Single page Print

Nvidia's GeForce 8600 series graphics cards

DX10 goes mid-range

I DON'T ACTUALLY have to write these reviews, you know. If I get enough caffeine into my bloodstream, letters begin to swim across the page, form into words, and a stream of trenchant observations interlaced with bad jokes just kind of assembles itself in front of me. At least, that's what I think happens. After staying up 'til 4:00 AM to push one of these babies out of the door, I have little or no recollection of the process by which they get written. In fact, I was surprised to learn the other day that I reviewed the Radeon X1650 XT last October. Can't say I recall that one.

Anyhow, before I forget, the prompter of today's stimulant-enhanced activities is Nvidia's launch of a new line of DirectX 10-capable mid-range graphics cards, known as the GeForce 8600 series. In fact, Nvidia is setting loose a whole range of products, from the bargain-bin GeForce 8300 GS to the GeForce 8600 GTS, which merits at least six shots of espresso, by my reckoning. I've spent the better part of the past week testing out the GeForce 8600 GTS and its little brother, the GT, against their predecessors and natural competitors from the Radeon camp.

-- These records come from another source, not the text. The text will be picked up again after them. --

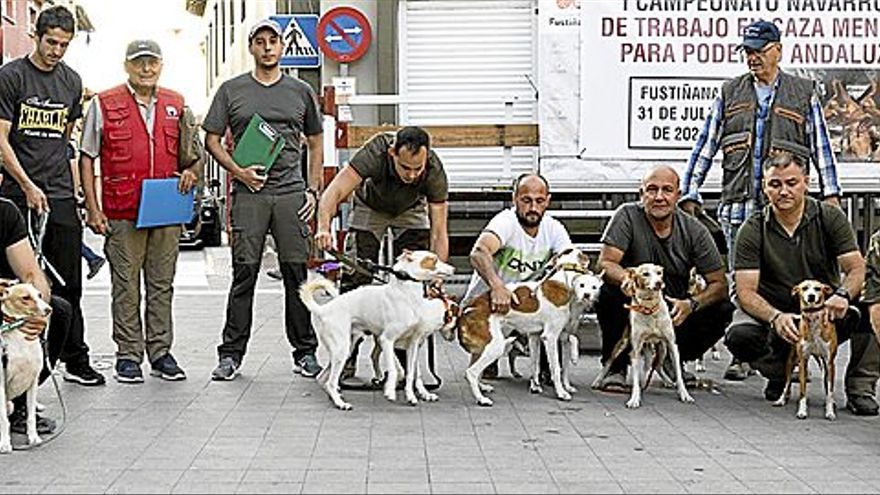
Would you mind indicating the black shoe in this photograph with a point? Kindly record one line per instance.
(735, 371)
(83, 374)
(18, 423)
(128, 371)
(774, 388)
(862, 405)
(166, 368)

So how well does the unified architecture behind the killer GeForce 8800 translate into a mid-range GPU? The answer's slipped my mind, my hands are shaking, and I need to visit the men's room. But I think I've stashed some charts and graphs in the following pages, so let's see what they have to say.

Inside the G84 GPU
The GeForce 8 line of GPUs started out with the high-end GeForce 8800, which we reviewed back at its introduction. I'm about to lay a whole bunch of graphics mumbo-jumbo on you that's predicated on knowledge of the G80 GPU, so you might want to read that review if you haven't yet.

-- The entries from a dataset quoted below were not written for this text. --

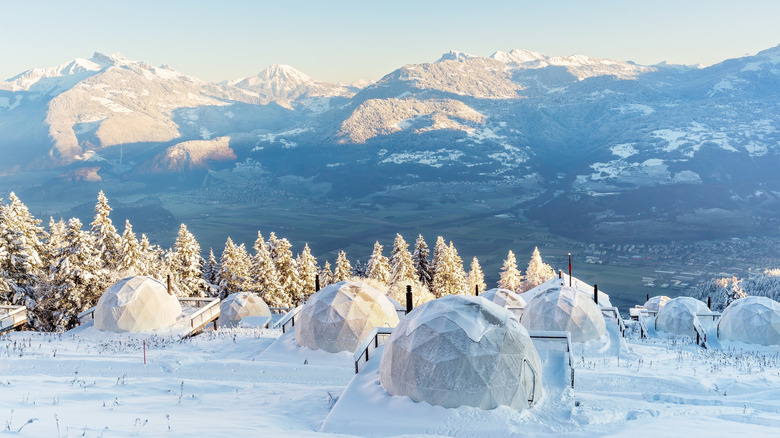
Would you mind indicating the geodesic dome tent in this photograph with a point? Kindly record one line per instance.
(462, 350)
(565, 309)
(503, 297)
(239, 305)
(340, 315)
(576, 283)
(753, 320)
(655, 303)
(678, 316)
(136, 304)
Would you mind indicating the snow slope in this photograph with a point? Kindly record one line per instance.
(255, 382)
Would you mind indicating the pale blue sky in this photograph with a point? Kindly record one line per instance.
(348, 39)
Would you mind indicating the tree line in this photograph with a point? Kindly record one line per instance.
(61, 272)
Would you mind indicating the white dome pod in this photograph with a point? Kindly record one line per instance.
(136, 304)
(655, 303)
(462, 350)
(503, 297)
(340, 315)
(565, 309)
(239, 305)
(555, 283)
(678, 316)
(753, 320)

Of course, since everyone always listens to suggestions like that one, I won't have to tell you that the G80 is an all-new graphics processor with a unified shader architecture that's designed to live up to the requirements of the DirectX 10 graphics programming interface built into Windows Vista. Nor will I have to explain that the G80 uses a collection of stream processors (SPs) to handle both pixel and vertex processing, allocating computational resources as needed to meet the demands of the scene being drawn. You'll not need to be reminded that the G80 SPs are scalar in nature—that they each operate on a single pixel component, not on the usual four components in parallel. And you'll already be well aware that the G80 produces higher-quality pixels generally, from its 32-bit floating-point precision per pixel component to the wretched excess of texture filtering capacity Nvidia has deployed to deliver angle-independent anisotropic filtering by default. The G80's excellent coverage-sampled antialiasing will be old hat, as well, so you won't be impressed to hear that it delivers up to 16X sample quality with minimal slowdowns.

So I might just as well skip ahead and say that the G84 graphics processor that powers the GeForce 8600 series is based on this same basic technology, with the same capabilites, only scaled down and tweaked to better meet the needs of much less expensive graphics cards than $600 behemoths like the GeForce 8800 GTX.

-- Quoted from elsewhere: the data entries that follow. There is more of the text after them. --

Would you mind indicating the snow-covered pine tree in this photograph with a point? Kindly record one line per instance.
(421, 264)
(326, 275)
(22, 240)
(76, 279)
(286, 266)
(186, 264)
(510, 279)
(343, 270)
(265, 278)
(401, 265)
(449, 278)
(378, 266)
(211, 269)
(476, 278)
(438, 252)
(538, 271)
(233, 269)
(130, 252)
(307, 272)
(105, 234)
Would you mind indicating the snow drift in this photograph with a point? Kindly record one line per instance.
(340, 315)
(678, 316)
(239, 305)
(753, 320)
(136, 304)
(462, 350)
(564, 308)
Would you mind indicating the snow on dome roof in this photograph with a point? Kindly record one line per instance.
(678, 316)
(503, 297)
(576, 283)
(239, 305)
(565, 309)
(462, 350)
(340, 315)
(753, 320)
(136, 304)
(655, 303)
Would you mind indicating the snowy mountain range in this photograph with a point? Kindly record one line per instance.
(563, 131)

Indeed, the G84 is down to a more manageable 289 million transistors, by Nvidia's estimates, which is well under half the count of the staggering 680-million-transistor G80. G84s are manufactured by TSMC on an 80nm fab process, and by my shaky measurements, the chips are roughly 169 mm². That number gives the G84 an unmistakably upper-middle-class pedigree. For reference, its predecessor, the G73 GPU powering the GeForce 7600 series, is approximately 125 mm², while the AMD RV570 chip inside the Radeon X1950 Pro is about 230 mm².

Block diagram of the G84. Source: NVIDIA.

A single SP cluster. Source: NVIDIA.

This scaled-down G80 derivative packs only two partitions of 16 stream processors, for a total of 32 SPs onboard. That's a precipitous drop from the 128 SPs in the G80, to say the least. Nvidia, though, has made provisions to keep the G84's performance acceptable in its weight class. The texturing capacity of the G80's SP partitions has been beefed up, so each texture processor can handle eight addresses per clock on the G84 instead of the four on the G80. That gives the G84 the ability to handle a total of 16 texture address ops per clock, although the ratio of texturing to filtering capacity is altered. (The texture filtering capacity of each SP remains the same as the G80 at eight bilinear filtered texels per clock.)

Nvidia claims the other performance tweaks in the G84 include improved stencil cull performance and the ever-informative "various low-level architectural tweaks," whatever those may be.

If you're attuned to more traditional graphics processors, the G84's 32 stream processors may sound like a lot. After all, the G73 chip in the GeForce 7600 has 12 shader processors and the higher-end G71 has 24. But keep in mind, as I've mentioned, that the G84's SPs are scalar, so they only operate on a single pixel component at once, while the vector units in most GPUs process four components together. One could justifiably argue that the G84's 32 SPs are the equivalent of eight traditional shader units—not very impressive. The G84 is banking on SP clocks that are about twice the typical frequencies of previous-gen GPUs and a more efficient overall architecture.

Beyond the SPs, the G84 has eight raster operators (or ROPs), so it can output a maximum of eight pixels per clock to memory. That doesn't make for impressive pixel fill rate numbers, but it should suffice. Texturing and shading are the more likely constraints these days. The two ROP partitions on the G84 each have a 64-bit path to memory, yielding a combined 128-bit memory interface—a standard-issue config for this class of GPU from Nvidia but only a third the width of the 384-bit memory bus of the G80.

Another improvement over the G80 is the G84's new "VP2" video processing unit, which includes hardware to accelerate more portions of the HD video decoding task. Nvidia says the G84's VP2 has "full acceleration for the entire H.264 decode chain," although such pronouncements are notoriously slippery. H.264 decoding involves many stages, and some chores will almost certainly fall to the CPU. Nonetheless, the G84 has new logic to assist with decoding H.264's context-adaptive encoding schemes and with decryption of 128-bit AES copy-protected content. These abilities will certainly be a welcome addition to this mid-range GPU, which is likely to find its way into systems that lack the CPU horsepower to handle high-def video processing on their own.

Unlike the G80, the G84 doesn't require a separate, external display chip; the G84 has its display output logic built in, and it's capable of driving a pair of dual-link DVI connections simultaneously, each at a maximum 2560x1600 resolution. HDCP support is also included, since so many of us fear for the safety of the content we've purchased.